= James L. White (poet) =

American poet, editor and teacher (1936 – 1981)

James L. White (March 26, 1936 – July 13, 1981) was an American poet, editor and teacher.

==Biography==
Born in Indianapolis, Indiana, White attended Indiana University and Colorado State University where he attained an MA in Literary Criticism.

White taught as a poet in the schools on the Navajo Nation and in Minnesota public schools as part of a COMPAS pilot program that brought artists into schools to teach their craft. He also taught with Allen Ginsberg at Naropa University's Jack Kerouac School of Disembodied Poetics.

While teaching, White edited the poetry collections Time of the Indian (1976), which featured the poetry of Indian schoolchildren, and First Skin Around Me (1976), which featured the work of contemporary Indian writers including Joy Harjo and Duane Niatum.

His own books of poetry include the book The Salt Ecstasies, published in 1982 after his death by Graywolf Press.

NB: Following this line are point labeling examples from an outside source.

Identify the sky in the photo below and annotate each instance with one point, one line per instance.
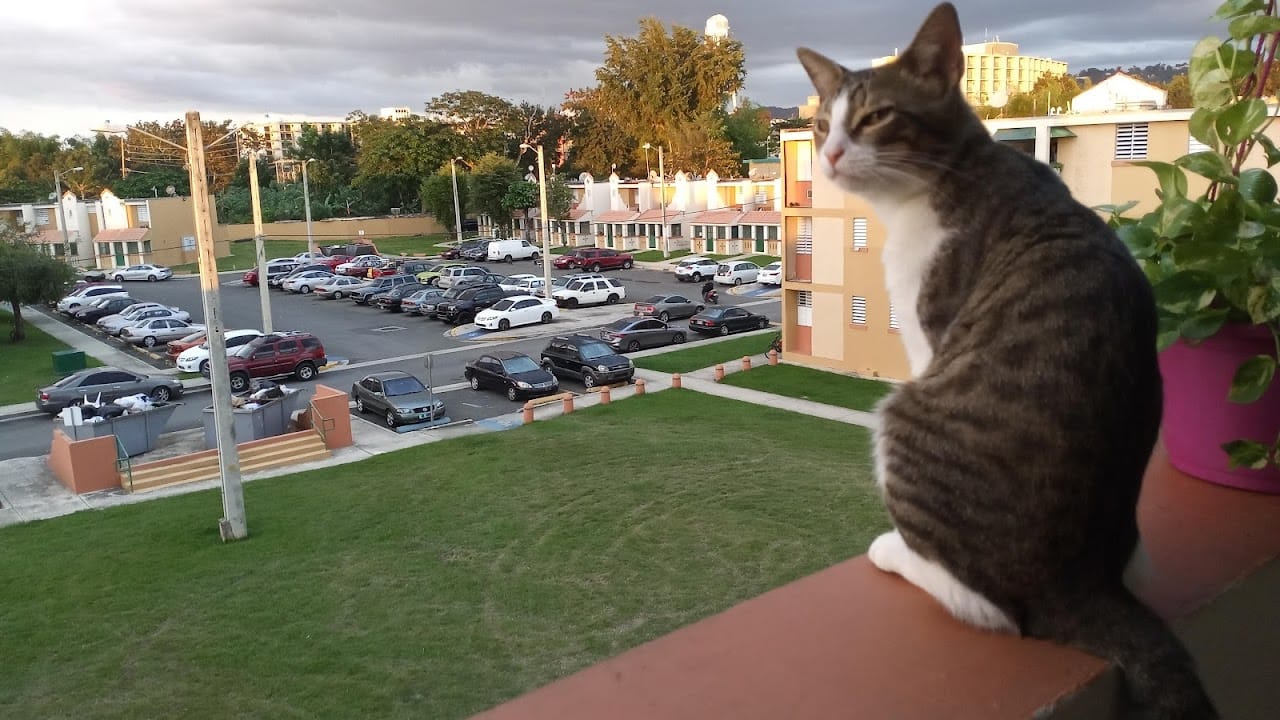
(74, 65)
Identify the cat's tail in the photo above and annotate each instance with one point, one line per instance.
(1159, 671)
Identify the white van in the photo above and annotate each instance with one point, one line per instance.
(512, 249)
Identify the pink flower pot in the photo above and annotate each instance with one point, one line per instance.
(1198, 417)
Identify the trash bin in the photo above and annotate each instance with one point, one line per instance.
(67, 361)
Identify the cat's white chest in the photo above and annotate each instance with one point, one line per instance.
(910, 246)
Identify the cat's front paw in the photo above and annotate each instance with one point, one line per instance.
(888, 551)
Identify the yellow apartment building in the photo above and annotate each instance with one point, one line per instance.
(835, 308)
(995, 69)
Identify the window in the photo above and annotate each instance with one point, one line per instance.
(1132, 141)
(858, 310)
(859, 233)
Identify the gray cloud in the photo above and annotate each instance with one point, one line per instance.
(149, 59)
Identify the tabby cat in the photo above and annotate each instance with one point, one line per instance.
(1013, 459)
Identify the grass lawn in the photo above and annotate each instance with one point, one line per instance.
(243, 258)
(28, 364)
(705, 354)
(433, 582)
(818, 386)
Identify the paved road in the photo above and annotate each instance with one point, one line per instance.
(348, 331)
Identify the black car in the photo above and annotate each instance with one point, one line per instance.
(469, 301)
(391, 300)
(638, 333)
(109, 306)
(723, 320)
(586, 359)
(512, 373)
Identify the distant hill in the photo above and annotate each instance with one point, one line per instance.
(1157, 73)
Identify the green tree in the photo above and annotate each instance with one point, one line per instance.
(438, 196)
(28, 277)
(490, 180)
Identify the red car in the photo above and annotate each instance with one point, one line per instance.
(594, 259)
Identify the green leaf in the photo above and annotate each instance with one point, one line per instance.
(1252, 378)
(1201, 127)
(1247, 454)
(1248, 26)
(1185, 291)
(1207, 164)
(1269, 146)
(1240, 121)
(1237, 8)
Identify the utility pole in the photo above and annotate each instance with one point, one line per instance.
(264, 292)
(232, 525)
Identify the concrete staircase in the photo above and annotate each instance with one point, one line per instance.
(289, 449)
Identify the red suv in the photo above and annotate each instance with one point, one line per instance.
(275, 355)
(594, 259)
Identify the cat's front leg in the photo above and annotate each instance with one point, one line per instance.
(891, 554)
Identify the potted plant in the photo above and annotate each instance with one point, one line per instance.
(1214, 261)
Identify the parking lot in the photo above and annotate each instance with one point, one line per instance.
(368, 340)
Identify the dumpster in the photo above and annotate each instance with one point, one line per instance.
(67, 361)
(266, 420)
(136, 432)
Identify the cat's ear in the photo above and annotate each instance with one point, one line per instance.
(936, 53)
(824, 72)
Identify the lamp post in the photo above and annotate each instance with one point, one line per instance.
(542, 210)
(457, 212)
(662, 197)
(62, 212)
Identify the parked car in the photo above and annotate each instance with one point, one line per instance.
(470, 301)
(639, 333)
(277, 355)
(147, 272)
(695, 268)
(305, 281)
(337, 287)
(109, 382)
(586, 359)
(414, 302)
(378, 286)
(72, 302)
(590, 292)
(195, 359)
(723, 320)
(398, 397)
(154, 331)
(513, 373)
(667, 306)
(771, 273)
(115, 324)
(594, 259)
(103, 306)
(517, 310)
(391, 300)
(511, 249)
(736, 273)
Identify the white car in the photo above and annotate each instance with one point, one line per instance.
(737, 272)
(695, 269)
(771, 274)
(306, 282)
(589, 291)
(517, 310)
(338, 287)
(155, 331)
(196, 359)
(150, 273)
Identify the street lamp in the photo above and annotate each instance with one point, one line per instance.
(62, 212)
(662, 197)
(542, 210)
(457, 212)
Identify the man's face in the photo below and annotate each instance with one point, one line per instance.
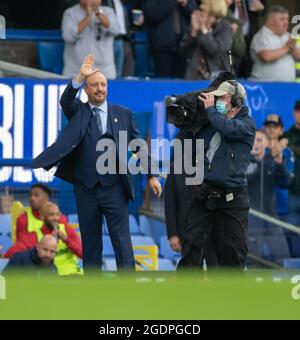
(51, 216)
(46, 252)
(260, 143)
(92, 3)
(96, 88)
(229, 2)
(226, 99)
(38, 198)
(280, 23)
(273, 131)
(297, 117)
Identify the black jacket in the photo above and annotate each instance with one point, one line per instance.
(230, 162)
(160, 20)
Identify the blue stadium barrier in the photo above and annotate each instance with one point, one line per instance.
(33, 35)
(165, 265)
(166, 251)
(107, 246)
(5, 225)
(50, 56)
(143, 62)
(3, 264)
(5, 244)
(291, 263)
(142, 241)
(145, 225)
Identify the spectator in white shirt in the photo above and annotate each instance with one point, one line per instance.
(89, 27)
(274, 50)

White died of cardiovascular disease on July 13, 1981, at the age of 45.

==Legacy==

=== Influence ===
White had an influence on many writers as a mentor and friend. In her book Wild Mind, the author Natalie Goldberg credits White with giving her "permission" to be a poet. Others were influenced by the content of White's poetry. Mark Doty credits White as an early influence on his work and has written poetry in his honor. The poet Carl Phillips has written that White's The Salt Ecstasies was the first book he read that "spoke with disarming honesty about gay desire, desire generally, sex specifically." He credits White's book as a "crucial voice" he encountered as he began as a poet. Poet Brian Teare has cited White as a major influence, revealing that he made a "pilgrimage" to White's Indianapolis grave while in graduate school.

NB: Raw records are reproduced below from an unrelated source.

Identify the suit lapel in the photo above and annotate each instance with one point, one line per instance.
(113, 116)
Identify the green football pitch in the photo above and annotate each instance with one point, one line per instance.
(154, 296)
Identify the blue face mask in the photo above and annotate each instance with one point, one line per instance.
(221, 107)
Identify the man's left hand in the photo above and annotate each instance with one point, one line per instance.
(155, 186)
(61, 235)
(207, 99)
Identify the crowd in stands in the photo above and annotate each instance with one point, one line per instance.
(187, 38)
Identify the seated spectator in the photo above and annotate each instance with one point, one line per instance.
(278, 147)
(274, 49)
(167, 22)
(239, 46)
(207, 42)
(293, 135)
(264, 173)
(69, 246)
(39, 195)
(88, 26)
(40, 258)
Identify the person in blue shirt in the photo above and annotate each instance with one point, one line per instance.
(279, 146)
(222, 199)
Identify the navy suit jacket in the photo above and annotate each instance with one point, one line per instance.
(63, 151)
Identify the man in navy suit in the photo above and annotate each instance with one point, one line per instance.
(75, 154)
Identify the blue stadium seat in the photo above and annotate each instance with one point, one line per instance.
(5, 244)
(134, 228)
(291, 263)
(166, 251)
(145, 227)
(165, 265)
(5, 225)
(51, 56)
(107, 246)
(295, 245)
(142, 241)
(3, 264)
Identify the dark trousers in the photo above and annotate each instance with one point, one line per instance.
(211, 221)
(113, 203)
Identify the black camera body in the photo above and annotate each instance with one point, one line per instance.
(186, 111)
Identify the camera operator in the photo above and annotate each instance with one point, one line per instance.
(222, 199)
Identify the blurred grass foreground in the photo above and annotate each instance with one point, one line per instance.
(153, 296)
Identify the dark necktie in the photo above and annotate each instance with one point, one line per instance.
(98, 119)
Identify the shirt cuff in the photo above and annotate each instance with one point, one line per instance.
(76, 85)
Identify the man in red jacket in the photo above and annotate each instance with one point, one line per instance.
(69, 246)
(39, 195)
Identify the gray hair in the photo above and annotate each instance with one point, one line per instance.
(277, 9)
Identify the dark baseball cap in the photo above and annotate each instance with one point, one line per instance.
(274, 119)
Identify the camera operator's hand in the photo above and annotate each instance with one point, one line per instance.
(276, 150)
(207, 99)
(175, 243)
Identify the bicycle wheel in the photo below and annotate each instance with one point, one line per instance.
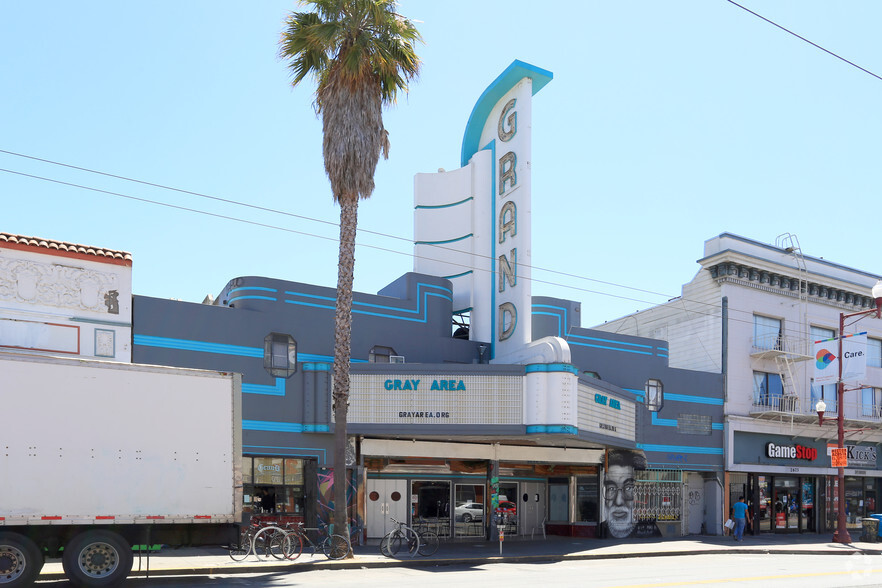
(293, 546)
(241, 550)
(276, 544)
(387, 542)
(262, 542)
(336, 546)
(429, 542)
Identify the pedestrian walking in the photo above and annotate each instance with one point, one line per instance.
(739, 513)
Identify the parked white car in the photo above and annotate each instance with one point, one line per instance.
(469, 511)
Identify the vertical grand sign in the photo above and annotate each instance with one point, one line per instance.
(507, 136)
(472, 225)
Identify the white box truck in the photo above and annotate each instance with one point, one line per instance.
(98, 456)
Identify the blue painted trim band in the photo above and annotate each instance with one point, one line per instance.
(278, 389)
(187, 345)
(278, 427)
(681, 449)
(317, 367)
(454, 240)
(694, 399)
(507, 80)
(232, 300)
(258, 288)
(320, 454)
(552, 367)
(431, 207)
(552, 430)
(421, 300)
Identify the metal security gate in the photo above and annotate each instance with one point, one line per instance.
(659, 496)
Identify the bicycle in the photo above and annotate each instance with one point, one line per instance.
(257, 538)
(422, 542)
(290, 543)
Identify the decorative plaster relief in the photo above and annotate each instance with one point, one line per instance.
(58, 285)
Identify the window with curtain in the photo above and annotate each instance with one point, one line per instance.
(767, 332)
(767, 389)
(874, 352)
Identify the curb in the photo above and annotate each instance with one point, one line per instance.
(358, 563)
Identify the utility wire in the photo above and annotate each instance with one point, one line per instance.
(713, 308)
(292, 215)
(304, 233)
(851, 63)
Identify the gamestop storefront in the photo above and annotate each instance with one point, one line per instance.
(791, 487)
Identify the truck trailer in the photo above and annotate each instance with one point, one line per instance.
(97, 457)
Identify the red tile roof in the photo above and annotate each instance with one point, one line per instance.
(48, 246)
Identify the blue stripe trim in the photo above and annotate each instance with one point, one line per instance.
(681, 449)
(188, 345)
(278, 427)
(561, 315)
(507, 80)
(454, 240)
(659, 422)
(317, 367)
(258, 288)
(454, 276)
(431, 207)
(421, 309)
(552, 430)
(552, 367)
(232, 300)
(694, 399)
(320, 454)
(278, 389)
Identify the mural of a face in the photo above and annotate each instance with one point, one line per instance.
(618, 493)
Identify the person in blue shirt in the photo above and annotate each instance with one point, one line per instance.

=== James White Review ===

In 1983, a Minneapolis-based gay writers group led by Phil Willkie published the first issue of The James White Review, a literary quarterly of gay men's writing. Initially intended to publish the works of writers native to White's Minneapolis, the group began accepting writing from across the United States and internationally by its second issue. Each issue contained poetry, prose, photography and other artwork centered around the gay male experience. The magazine published in Minneapolis from 1983 until 1999 following its sale to the Washington, D.C.–based Lambda Literary Foundation for $1. The Lambda Literary Foundation continued publication of the magazine to its 1,700 subscribers until 2004.

In 1991, Phil Willkie and Greg Baysans edited and published The Gay Nineties, an anthology of works originally published in the Review.

The White Crane Institute is the current holder of the archives of the review and is considering options for future issues of the review.

=== James White Poetry Prize ===
In the spring of 2008, the White Crane Institute and Phil Willkie announced the establishment of a biennial gay men's poetry prize in honor of White, who was openly gay. The White Crane/James White Poetry Prize is a manuscript prize honoring "excellence in Gay Male Poetry." The judge for the inaugural year of the prize was the poet Mark Doty.

=== Poetry ===
- White, James L. (2010). "The Salt Ecstasies: Poems"
- White, James L. (1975). "The Del Rio Hotel: new and selected poems"
- White, James L. (1974). "A crow's story of deer"
- White, James L. (1972). "Divorce proceedings"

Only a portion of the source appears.